09.10.2009

Where it Comes From

 

  • “If the people who are supposed to love you won’t be nice to you, who will?  If the people who are supposed to love you hurt, dismiss or ignore you, what will the people who don’t care about you do?  I think I got more worried every day.”

  • “There was a heat flow register in the living room ceiling between that room and our bedroom. When I heard dad’s truck pull in I would lie down on the bare wooden floor with my face on the metal register and wait for the fight to start. I believed some night during the fight my father was going to kill my mother. Then someone would take him away and I would be left to take care of my two brothers and four sisters. My plan was to prevent that if I could. I held my breath as much as I could so I wouldn’t miss a word or the sound of a movement from the room below. After the fight I would get back in bed and try to figure out how I would take care of everyone when IT happened. I couldn’t figure it out and that thought circled and circled and cut a groove into my little brain. I thought about IT at night when it’s time to sleep and I thought about IT in the daytime when I was looking out the window at school.”

  • “One night as I was listening to the fight, IT started happening.  I heard my mother scream.  I jumped up and ran out my door, through the big center room and down the stairs.  Someone else was right behind me.  My older brother and I tore through the family room and into the living room.  We were screaming and arrived just in time to see my father let go of my mother’s throat and shove her into the lounge chair.  He had that black look.  He turned to my brother and me.  Jon had an umbrella in his hand.  He must’ve been listening like I had.   He had come prepared.  Dad just started laughing at us. “Were you going to hit your old dad with that?” he slurred, giving us a bleary amused look.  Mom intervened.  “Go to bed kids, everything is all right,” she said in a hoarse voice from being choked.  I went from very terrified to very angry.  I knew everything was not all right and being told it was infuriated me.  I was as angry with her as I was with him.” 
  •  It was, not at all nice, to be seven years old at my house.

    My father had to deal with a bipolar disorder and alcoholism.  No doubt this was overwhelming, with a wife and seven kids to take care of.  He probably did an excellent job under the circumstances, but sometimes the best you can do isn’t good. 

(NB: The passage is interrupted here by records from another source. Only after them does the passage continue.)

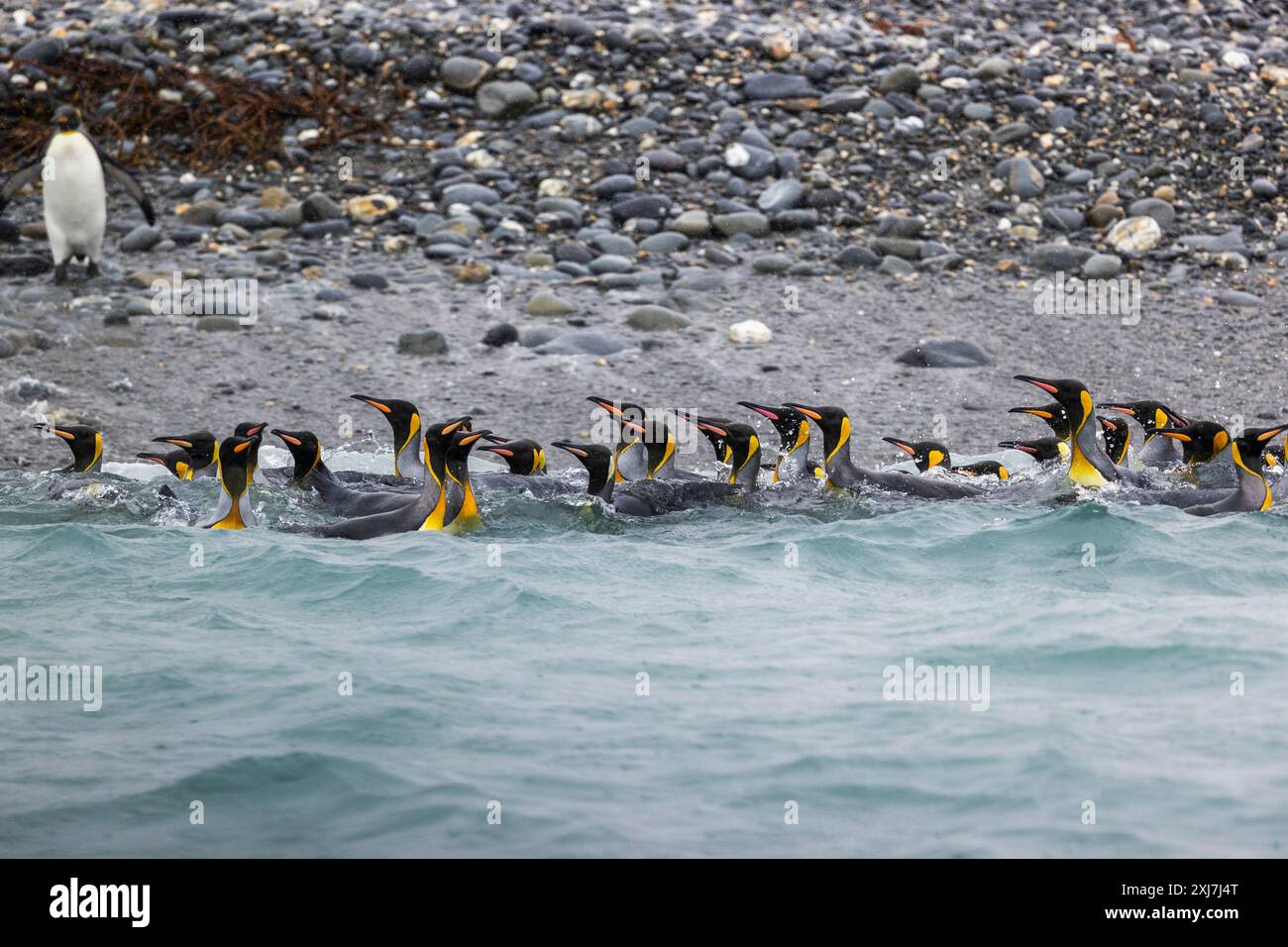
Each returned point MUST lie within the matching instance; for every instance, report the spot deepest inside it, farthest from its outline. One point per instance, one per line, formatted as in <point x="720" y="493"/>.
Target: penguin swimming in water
<point x="719" y="447"/>
<point x="630" y="460"/>
<point x="75" y="196"/>
<point x="1252" y="493"/>
<point x="1052" y="414"/>
<point x="252" y="429"/>
<point x="1201" y="441"/>
<point x="844" y="474"/>
<point x="925" y="454"/>
<point x="404" y="420"/>
<point x="984" y="468"/>
<point x="233" y="510"/>
<point x="1042" y="450"/>
<point x="312" y="474"/>
<point x="1089" y="464"/>
<point x="793" y="463"/>
<point x="176" y="462"/>
<point x="1117" y="438"/>
<point x="85" y="444"/>
<point x="445" y="497"/>
<point x="1151" y="416"/>
<point x="522" y="457"/>
<point x="657" y="497"/>
<point x="931" y="455"/>
<point x="202" y="449"/>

     Of course my mother had an alcoholic bipolar husband and seven kids to take care of.  I have no idea how she did it.  Perhaps it was her God connection, but even that couldn’t make things good for any of us.

    I had an alcoholic bipolar father and an entirely overwhelmed preoccupied mother, to deal with, as well as the belief that I was supposed to take care of everyone.  I have no idea where that came from.  I did the best I could under the circumstances.  I wish I had been raised by wolves.

    I had acquired vast amounts of the ingredients necessary to manifests a significant set of difficulties, including alcoholism, anxiety disorder, panic attacks and bipolar disorder  very early.  That is I was, both genetically and situationally by virtue of constant stress set up to fail at being mentally or emotionally stable.  I imagine, from the same place I got all this, I probably also got incredible strength and resilience, pit bull toughness, appreciable intelligence and a potpourri of skills and talents.  Bottom line, I would not do any of it over, not a day, an hour or an event-nothing.  Everything is nothing.

    So, where it comes from, this anhedonia, is no different than were a beautiful trained singing voice comes from, a combination of inherited potential, exposure to favorable circumstances for development and years of training.

    If you experience anhedonia, what do you think it came from?